The volume is a multifaceted and four-dimensional exploration of the journey of the trafficked person. From recruitment through to representation and (re)integration to an examination of the intersection of MSHT with other discourses, in media, films and services; from the macro perspective of organised crime and large business, to the micro-physics of the processes of self- and sense-making of assisted survivors; from how the demand from the UK impacts the online sexual exploitation of children on the other side of the world, to how legal cases are conducted in the UK, it will enable the reader to ‘connect the dots’ making up this journey. By approaching this complex topic – understood both as an actual phenomenon and as a construct – from different angles, professional roles and positionings, we would like to equip readers to be able to build up their own, better-informed interpretations of ‘the victim’s journey’.

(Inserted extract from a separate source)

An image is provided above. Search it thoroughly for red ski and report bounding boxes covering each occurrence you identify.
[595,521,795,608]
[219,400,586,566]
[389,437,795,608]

A key challenge of this book project has been to weave in and bring to the fore victims/survivors’ voice in trying to respond to the necessity for greater and better collaborative knowledge production and service design in critical modern slavery and human trafficking (MSHT) studies. In this respect, the co-authorship of the introduction with an international (J. Julia) and a domestic (Emily) survivor serves a few ends. Firstly, it constitutes a tangible effort to participatory knowledge production. Secondly, this experiment tends towards overcoming survivors’ voice as tokenism. A third purpose of having a co-created storytelling at the onset of the collection is of standing as a more classic introduction, and of gluing the three sections and the chapters of the volume together. Finally, the first-person storytelling aims to point to the current dearth of survivors’ participation in both knowledge- and practice-production in MSHT studies and systems. Accordingly, this introduction first travels through our collaborative victim journey, which will serve to present the three sections and 13 chapters of the volume. After, we offer a quick overview of the state-of-the-art of survivors’ participation in MSHT studies, accompanied by some self-reflective considerations on how to contribute to de-Westernise/decolonise the discourse of MSHT.